Google AI Proposes Transformer XL With 80 Percent Longer Dependency Than Recurrent Neural Networks

Artificial Intelligence News

Google-AI-Proposes_Transformer-XL-With-80-Percent-Longer-Dependency-Than-Recurrent-Neural-Networks Google AI Proposes Transformer XL With 80 Percent Longer Dependency Than Recurrent Neural NetworksA team of Google AI researchers, in conjunction with Carnegie Mellon University, announced the details of their newly proposed architecture, named Transformer-XL. It is designed to advancing natural language understanding beyond a fixed-length context with higher self-attention. Fixed-length context is a long text series truncated into fixed-length segments of a few hundred characters.

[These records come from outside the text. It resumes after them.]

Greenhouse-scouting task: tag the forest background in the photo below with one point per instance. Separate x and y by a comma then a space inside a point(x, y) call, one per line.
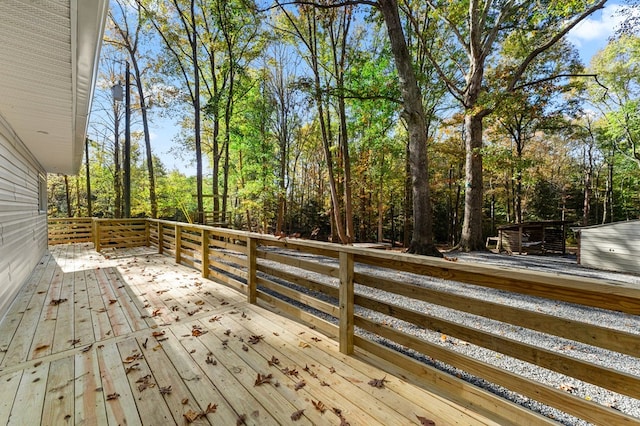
point(416, 122)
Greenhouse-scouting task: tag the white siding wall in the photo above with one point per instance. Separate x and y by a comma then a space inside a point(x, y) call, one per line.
point(23, 228)
point(613, 247)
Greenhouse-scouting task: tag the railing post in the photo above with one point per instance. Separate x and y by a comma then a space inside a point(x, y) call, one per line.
point(178, 243)
point(96, 223)
point(252, 292)
point(345, 337)
point(204, 248)
point(160, 237)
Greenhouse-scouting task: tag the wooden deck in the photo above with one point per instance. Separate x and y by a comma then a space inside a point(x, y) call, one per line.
point(129, 337)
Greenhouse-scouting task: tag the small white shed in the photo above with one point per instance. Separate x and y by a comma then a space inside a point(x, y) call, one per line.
point(611, 246)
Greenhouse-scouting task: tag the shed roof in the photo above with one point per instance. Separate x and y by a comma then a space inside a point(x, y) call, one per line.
point(48, 61)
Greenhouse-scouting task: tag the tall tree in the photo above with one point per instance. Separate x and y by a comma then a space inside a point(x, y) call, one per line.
point(473, 30)
point(175, 21)
point(128, 38)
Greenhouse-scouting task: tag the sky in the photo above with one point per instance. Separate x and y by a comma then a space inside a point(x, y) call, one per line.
point(589, 37)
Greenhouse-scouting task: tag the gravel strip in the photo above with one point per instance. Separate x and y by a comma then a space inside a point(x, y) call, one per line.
point(566, 264)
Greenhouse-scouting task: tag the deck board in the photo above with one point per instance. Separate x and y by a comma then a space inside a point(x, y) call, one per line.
point(140, 340)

The research teams have utilized two methods to quantitatively study the effective lengths of Transformer-XL and the baselines, including the segment-level recurrence mechanism and a relative positional encoding scheme. In segment-level recurrence, recurrence mechanism supports to address the limitations of utilizing a fixed-length context. During the training process, the concealed state sequences computed in the preceding segment are fixed and cached. These are then reused as an extended context once the model starts processing the next new segment. In relative positional encodings, while the segment-level recurrence method is effective, there is a technical challenge that comprises reusing the concealed states. The challenge is to keep the positional information coherent while reusing the states. As a result, Transformer-XL gained new outcomes on a variety of major Language Modeling (LM) benchmarks. This is the first self-attention model which is able to attain better outcomes than Recurrent Neural Networks (RNNs) on both character-level and word-level language modeling.

Transformer-XL has three advantages: its dependency is nearly 80 percent longer than RNNs and 450 percent longer than vanilla Transformers. It is able to perform 1,800+ times faster than a vanilla Transformer during the assessment of language modeling tasks without requiring re-computation. In the end, Transformer-XL has better performance capabilities in perplexity on long sequences because of long-term reliance modeling and on short sequences by resolving the context fragmentation problem.